The play opens with a surprisingly poetic description of a woman’s desire to gouge the eyes out of the 30,000 who watched the leaked sex tape of her sister. There is an electrifying element to the carefully sculpted language which remains throughout, right up until the subtle and heart-wrenching closing lines. Josephine, also the writer of Blush, has a talent for creating a compelling selection of different voices, which communicate themselves well to the audience.
James Turner’s design is simple, but evocative. The placing of a large, red circle on the floor is not only a basic representation of a blush, but also carries connotations of the violence implicit in the sexual acts discussed. In the first speech, we are told about the desire to squish eyeballs under bare feet, and we notice that Holly Rose Henshaw’s costumes do not include shoes. The exposed skin forces the actors into increased physical contact with the big blush on the floor.

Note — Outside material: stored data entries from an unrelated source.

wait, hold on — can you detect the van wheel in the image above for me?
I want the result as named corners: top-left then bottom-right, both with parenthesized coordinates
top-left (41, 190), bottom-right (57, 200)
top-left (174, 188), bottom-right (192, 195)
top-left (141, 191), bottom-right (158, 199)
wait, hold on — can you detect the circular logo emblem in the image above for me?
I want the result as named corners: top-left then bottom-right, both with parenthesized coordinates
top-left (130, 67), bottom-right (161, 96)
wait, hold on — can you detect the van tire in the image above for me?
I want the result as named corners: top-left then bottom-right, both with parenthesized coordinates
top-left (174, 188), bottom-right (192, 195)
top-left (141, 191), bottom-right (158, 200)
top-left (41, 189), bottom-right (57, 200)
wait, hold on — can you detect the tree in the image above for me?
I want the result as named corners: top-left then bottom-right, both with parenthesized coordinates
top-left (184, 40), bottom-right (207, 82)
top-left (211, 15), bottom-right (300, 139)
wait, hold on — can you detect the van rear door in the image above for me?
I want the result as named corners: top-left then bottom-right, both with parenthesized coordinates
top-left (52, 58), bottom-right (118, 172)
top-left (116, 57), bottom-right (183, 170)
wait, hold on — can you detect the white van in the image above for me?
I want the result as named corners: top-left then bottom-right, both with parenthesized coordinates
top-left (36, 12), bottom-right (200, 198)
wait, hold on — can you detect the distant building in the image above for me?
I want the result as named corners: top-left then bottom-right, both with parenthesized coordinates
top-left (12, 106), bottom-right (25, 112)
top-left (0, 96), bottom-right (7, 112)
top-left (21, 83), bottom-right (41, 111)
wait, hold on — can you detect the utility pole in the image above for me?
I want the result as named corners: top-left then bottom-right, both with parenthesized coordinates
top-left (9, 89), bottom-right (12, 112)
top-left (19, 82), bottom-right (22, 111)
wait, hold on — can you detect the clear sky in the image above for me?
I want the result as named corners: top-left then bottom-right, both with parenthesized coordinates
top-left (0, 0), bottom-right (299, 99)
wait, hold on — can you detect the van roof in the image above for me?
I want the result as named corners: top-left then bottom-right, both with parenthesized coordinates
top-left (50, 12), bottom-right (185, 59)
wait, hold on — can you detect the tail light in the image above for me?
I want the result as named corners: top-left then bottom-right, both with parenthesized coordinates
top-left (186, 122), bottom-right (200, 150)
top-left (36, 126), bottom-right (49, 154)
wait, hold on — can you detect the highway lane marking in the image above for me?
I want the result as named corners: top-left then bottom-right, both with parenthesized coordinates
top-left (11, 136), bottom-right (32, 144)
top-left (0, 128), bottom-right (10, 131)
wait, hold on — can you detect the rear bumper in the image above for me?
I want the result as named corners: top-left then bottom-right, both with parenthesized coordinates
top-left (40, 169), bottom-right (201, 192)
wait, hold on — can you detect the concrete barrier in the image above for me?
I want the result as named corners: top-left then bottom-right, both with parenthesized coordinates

A little detail, but one that makes the show somehow more charged, the action more visceral. The lighting, too, communicates much. As one character describes taking naked shot after naked shot of herself, bulbs flash brightly, dazzling the audience’s eyes and drawing us into the world of the addictive, self-affirming photo shoot.
Alongside the rage and horror, there is a lot of humour in Blush (the representation of Facebook likes and comments earns a lot of laughs, as does a piece on insincere sexting), leading to a balanced and very watchable show. It also shows how easily one can become entangled in this messy world – even if you wouldn’t organise a date off Twitter, it’s easy to imagine how just one Tweet could throw someone into a world of misogynistic abuse.
Blush has the potential to open up many discussions with a digital generation. It also demonstrates the power of issues-based theatre when done well, and has encouraged me to see more shows at Calm Down Dear. The patriarchy will not be smashed in 21 days but, if this piece is anything to go by, it might well be chipped away at.